JUDGE LIZ 1, IDIOTS 0
Judge Liz Gaynor gets the vote for straight talking when she gave Tony Mokbel’s jailhouse attackers, Dumb and Dumber, a good old-fashioned coach’s spray when she sentenced them for what she accurately called “a cowardly attack on a 53 year-old-man” — predicting they would end up “drug-addled, lonely old men” reduced to bashing women and children.
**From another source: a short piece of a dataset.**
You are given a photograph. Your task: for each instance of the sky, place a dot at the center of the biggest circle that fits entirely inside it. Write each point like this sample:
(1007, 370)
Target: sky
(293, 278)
Food for thought for Teira Bennett and Eldea Tuira, both 22, not that they are seen as big thinkers so much as useful idiots manipulated by older gang members. Not that this has stopped idiots from mocking Judge Gaynor’s refreshingly frank comments. Such as one pair on a low-rent panel act, the Anthony Cumia Show in New York, which is about as hilarious as a broken leg.
THE DIRT
They’re consenting adults so we won’t be too harsh, but surely two teachers can find a better place to get it on than at school.
It was certainly a learning experience for the colleague who recently found the pair going hammer and tongs on a piano in the music room. The visitor beat a retreat as the duo played on. Honky Tonk Women, maybe.